Just good for holding the gi together when you cut the little ties on the side . . .


----------



## shaolinmonkmark (Sep 2, 2009)

tonbo said:


> Greetings to all Kenpo folks! (Kenpoists, kenpoka, whatever you want to call yourselves...<g>)
> 
> I started in Kenpo many, many years back, in an offshoot school that wasn't affiliated with any organization, and had very little ties to more "traditional" versions of Kenpo (fewer techniques, different names, no use of "standard" terms, etc.). I really enjoyed it, and frankly, knew no better, but stayed with it and learned some things on my own over the years as well. I got up as far as 1st Degree before taking a serious break due to real life issues.
> 
> ...


 
when you start to get the basis really down pat, they will advance you through some of the ranks a little faster.


----------



## tonbo (Sep 9, 2009)

LOL....so I step away from the posts/boards for a while and lose my train of thought....sheeeeeeeesh.

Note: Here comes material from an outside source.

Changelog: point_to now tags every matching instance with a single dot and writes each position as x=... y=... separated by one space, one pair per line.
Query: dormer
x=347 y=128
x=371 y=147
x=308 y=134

Anyway, a couple of thoughts:

suicide/mwd:  I have no problems wearing white again.  It's acknowledgement of starting over with different styles/techniques/etc.  I still practice my "old" material at home (and occasionally wear my black when I do), and still give props/respect to the rank I earned there....but hey, when I'm entering another man's house, I don't go putting my feet up on his coffee table and telling him he needs to change his cable setup.  Just the way I roll.....

I totally respect my rank, and you are both right....belt color?  Not so important.  Just 'cuz I *wear* a white belt doesn't mean that I have to *move* like one..

And the owner of the school is very, very cool about that.  We've had discussions about a lot of this stuff already.  He knows what my previous rank was, and has admitted that I will probably move up faster than others, at least at some points.....but honestly, I'm having a lot of fun with the new toys, and I'm in no rush.  It's kinda like being undercover, sometimes.  LOL.

And yes, Squatters is still out here, thankfully.  W00T!

Shaolin:  Yeah, I think my battle with the basics will be a long-standing one.  I feel like my basics are/were pretty good....but then again, when starting over, I get to see PLENTY of places where I can fix stuff.  And the funny thing is, when people don't know my history, they actually TELL me stuff, like "did you realize you are leaning back slightly?"....they don't look at a belt around my waist and figure I know what I'm doing.  Thank GOD.  It's like the saying:  "Only a true friend will tell you your face is dirty".  

I get to hear it every class....and you know, they are generally right.  I'm going to keep adding to my basics until I'm dead.  

Peace and thanks, folks!

--Tonbo


----------